No dia 12 de março, uma semana antes da declaração do estado de emergência, António Costa anunciava um primeiro conjunto de medidas restritivas que iam desde o encerramento das escolas e suspensão das aulas presenciais à proibição das visitas a lares de idosos ou a limitações na frequência de centros comerciais, restaurantes e serviços públicos. O primeiro-ministro falou ao país às 21h30 daquela quinta-feira; poucas horas depois, já dia 13 de março, a ilhavense Sofia Marques, de 29 anos, mais conhecida por mema., lançava “Perdi o Norte”, o segundo single do EP que conta editar até ao final do ano.

Sofia admite que a situação atual “dificultou a promoção do single”, mas afiança que o lançamento de “Cidade de Sal” – assim vai chamar-se o seu EP de estreia -, apontado para o próximo mês de outubro, não está em causa. O EP “está a marinar e a apurar desde o ano passado” e, segundo a autora, neste momento, “está pronto”. A jovem não esconde uma “enorme vontade” de dar a conhecer este trabalho e assegura que “enquanto tiver internet” tudo vai fazer para poder partilhar a sua música. 

Palcos virtuais, mas o mesmo calor

Nos últimos dois meses, foram milhares os eventos culturais por todo o país que tiveram de ser cancelados ou adiados. Segundo a artista ilhavense que, invariavelmente, também está a sofrer as contingências desta crise, “há, de momento, muita incerteza no ar sobre o que vai acontecer” e “é difícil saber se alguns dos compromissos que tinha marcados vão ser cancelados ou adiados”.
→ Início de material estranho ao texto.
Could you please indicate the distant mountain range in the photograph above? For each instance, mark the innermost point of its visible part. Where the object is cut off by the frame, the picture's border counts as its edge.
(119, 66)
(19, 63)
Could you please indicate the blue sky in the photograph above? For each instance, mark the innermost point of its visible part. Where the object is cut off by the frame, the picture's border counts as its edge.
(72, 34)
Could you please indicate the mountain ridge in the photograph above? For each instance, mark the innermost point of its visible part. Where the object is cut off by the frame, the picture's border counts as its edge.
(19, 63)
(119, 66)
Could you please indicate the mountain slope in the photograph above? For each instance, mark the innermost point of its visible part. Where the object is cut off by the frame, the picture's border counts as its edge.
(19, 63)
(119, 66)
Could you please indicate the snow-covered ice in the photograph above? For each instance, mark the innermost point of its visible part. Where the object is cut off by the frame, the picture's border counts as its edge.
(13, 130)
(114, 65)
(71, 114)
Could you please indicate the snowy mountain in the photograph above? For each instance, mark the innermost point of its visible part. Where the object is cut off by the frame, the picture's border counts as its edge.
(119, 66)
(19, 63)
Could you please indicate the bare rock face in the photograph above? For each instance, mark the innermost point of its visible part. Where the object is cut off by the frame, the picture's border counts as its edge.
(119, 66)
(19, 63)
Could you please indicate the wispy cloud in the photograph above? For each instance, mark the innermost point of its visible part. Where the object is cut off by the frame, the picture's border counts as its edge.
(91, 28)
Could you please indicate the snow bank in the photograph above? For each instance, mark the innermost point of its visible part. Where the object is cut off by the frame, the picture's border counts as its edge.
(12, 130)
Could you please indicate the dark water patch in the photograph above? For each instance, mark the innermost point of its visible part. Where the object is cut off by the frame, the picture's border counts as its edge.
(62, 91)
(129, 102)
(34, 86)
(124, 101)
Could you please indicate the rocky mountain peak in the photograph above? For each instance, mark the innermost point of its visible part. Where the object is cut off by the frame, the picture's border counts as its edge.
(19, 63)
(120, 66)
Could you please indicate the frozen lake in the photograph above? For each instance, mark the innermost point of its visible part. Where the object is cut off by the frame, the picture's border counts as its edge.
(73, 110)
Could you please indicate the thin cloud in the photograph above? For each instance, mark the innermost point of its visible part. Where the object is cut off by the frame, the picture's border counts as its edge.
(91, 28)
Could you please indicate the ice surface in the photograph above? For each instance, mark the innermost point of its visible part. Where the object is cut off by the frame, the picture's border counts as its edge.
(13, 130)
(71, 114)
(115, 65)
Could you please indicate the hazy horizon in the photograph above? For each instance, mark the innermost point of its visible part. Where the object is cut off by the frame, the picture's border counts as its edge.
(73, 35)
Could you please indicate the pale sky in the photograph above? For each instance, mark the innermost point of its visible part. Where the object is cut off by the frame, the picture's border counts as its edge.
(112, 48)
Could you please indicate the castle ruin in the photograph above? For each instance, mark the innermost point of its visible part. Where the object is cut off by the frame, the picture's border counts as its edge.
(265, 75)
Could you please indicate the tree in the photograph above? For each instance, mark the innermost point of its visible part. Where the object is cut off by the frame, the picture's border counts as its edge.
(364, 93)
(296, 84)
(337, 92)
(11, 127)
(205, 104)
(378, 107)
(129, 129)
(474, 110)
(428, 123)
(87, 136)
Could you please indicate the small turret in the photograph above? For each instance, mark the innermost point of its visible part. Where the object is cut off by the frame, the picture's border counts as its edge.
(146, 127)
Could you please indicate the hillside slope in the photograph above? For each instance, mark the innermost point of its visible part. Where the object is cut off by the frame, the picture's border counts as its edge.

Foi no seguimento desta realidade que, no dia 17 de abril, mema. deu um concerto em direto, através do YouTube, a partir de casa. Uma exibição semelhante a outra que tinha feito nos primeiros dias do mês, ainda que, dessa vez, num formato acústico e através do Instagram. “Um pouco tímida com câmaras”, Sofia confessa que demorou algum tempo a render-se ao conceito. Ainda assim, depois de experimentar, ficou fã. “Criam-se momentos únicos [nestes concertos]”, diz a ilhavense, que realça a possibilidade de interação com os seguidores como o ponto alto das performances à distância. “Há uma cumplicidade e intimidade interessante com os fãs, que se aproxima muito do contexto do palco físico, mas com a comunicação [entre artista e público] facilitada”. 
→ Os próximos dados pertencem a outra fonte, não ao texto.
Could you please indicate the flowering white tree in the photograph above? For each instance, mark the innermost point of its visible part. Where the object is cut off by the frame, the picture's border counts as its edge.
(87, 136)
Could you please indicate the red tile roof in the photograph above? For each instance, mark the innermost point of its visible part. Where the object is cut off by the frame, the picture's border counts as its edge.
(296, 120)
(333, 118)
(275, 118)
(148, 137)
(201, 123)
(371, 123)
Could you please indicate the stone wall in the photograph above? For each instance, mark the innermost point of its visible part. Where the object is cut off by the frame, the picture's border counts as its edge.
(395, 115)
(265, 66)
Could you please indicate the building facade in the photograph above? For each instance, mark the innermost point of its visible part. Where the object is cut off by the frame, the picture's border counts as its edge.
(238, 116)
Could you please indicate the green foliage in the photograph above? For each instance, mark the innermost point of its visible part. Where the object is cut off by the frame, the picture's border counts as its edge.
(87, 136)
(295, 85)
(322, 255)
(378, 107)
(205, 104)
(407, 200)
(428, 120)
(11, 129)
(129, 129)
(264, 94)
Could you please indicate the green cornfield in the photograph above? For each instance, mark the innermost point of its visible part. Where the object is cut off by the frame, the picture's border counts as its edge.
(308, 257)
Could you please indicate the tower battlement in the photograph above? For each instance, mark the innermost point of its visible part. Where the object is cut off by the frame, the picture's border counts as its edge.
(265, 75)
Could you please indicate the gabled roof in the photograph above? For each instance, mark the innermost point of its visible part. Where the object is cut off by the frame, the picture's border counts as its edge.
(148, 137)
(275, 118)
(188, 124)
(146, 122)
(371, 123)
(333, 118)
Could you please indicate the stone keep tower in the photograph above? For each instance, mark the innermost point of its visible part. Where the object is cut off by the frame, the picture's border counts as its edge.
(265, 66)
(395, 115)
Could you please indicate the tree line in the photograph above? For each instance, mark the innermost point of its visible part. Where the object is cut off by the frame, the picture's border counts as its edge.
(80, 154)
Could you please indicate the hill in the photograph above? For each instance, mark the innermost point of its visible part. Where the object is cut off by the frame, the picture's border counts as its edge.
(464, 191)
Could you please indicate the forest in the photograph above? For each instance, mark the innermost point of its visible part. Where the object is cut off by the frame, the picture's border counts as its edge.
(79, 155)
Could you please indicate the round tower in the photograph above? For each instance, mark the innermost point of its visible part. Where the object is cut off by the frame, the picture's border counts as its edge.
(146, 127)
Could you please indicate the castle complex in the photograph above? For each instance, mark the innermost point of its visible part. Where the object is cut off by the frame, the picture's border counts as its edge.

Apesar das limitações impostas por cada plataforma, da qualidade do áudio e da luz (que nem sempre é a melhor) ou das intermitências da ligação – tudo desvantagens apontadas por Sofia -, a artista garante que estes espetáculos em direto “têm sido incríveis”, tanto que já afirma querer repetir. “Senti tanto, mas tanto carinho das pessoas. Houve muita gente que me ouviu pela primeira vez nesses livestreams e que fez questão de escrever isso mesmo e mostrar o quanto gostaram da minha música. Isso não tem preço, enche-me o coração”, acrescenta. 

Tal como mema., muitos outros criadores têm apostado nas potencialidades da internet e das redes sociais para, nesta fase de exceção, se apresentarem ao público. Todavia, à medida que o período de confinamento aumenta, o setor começa a discutir estratégias e plataformas para que estas atividades desenvolvidas no online possam ser devidamente remuneradas. Afinal, como nota Sofia, “ainda não dá para viver do ar. Muitos de nós vimos as nossas únicas fontes de rendimento a cair”.

Ballet não se aprende sozinho”

Se, na música, se desenrascam soluções de recurso, o mesmo acontece nas restantes artes performativas e nas escolas onde elas são lecionadas. Pedro Bola Marques, de 15 anos, natural da Gafanha da Nazaré, estuda no Conservatório Internacional de Ballet e Dança Annarella Sanchez, em Leiria, e frequenta o ensino articulado, também designado “ensino artístico”. Este regime permite-lhe estudar no ensino público, garantindo não só a flexibilidade de horários necessária aos exigentes treinos que a academia leiriense lhe determina, como dispensando-o de algumas das disciplinas do currículo regular para que se dedique ao ballet.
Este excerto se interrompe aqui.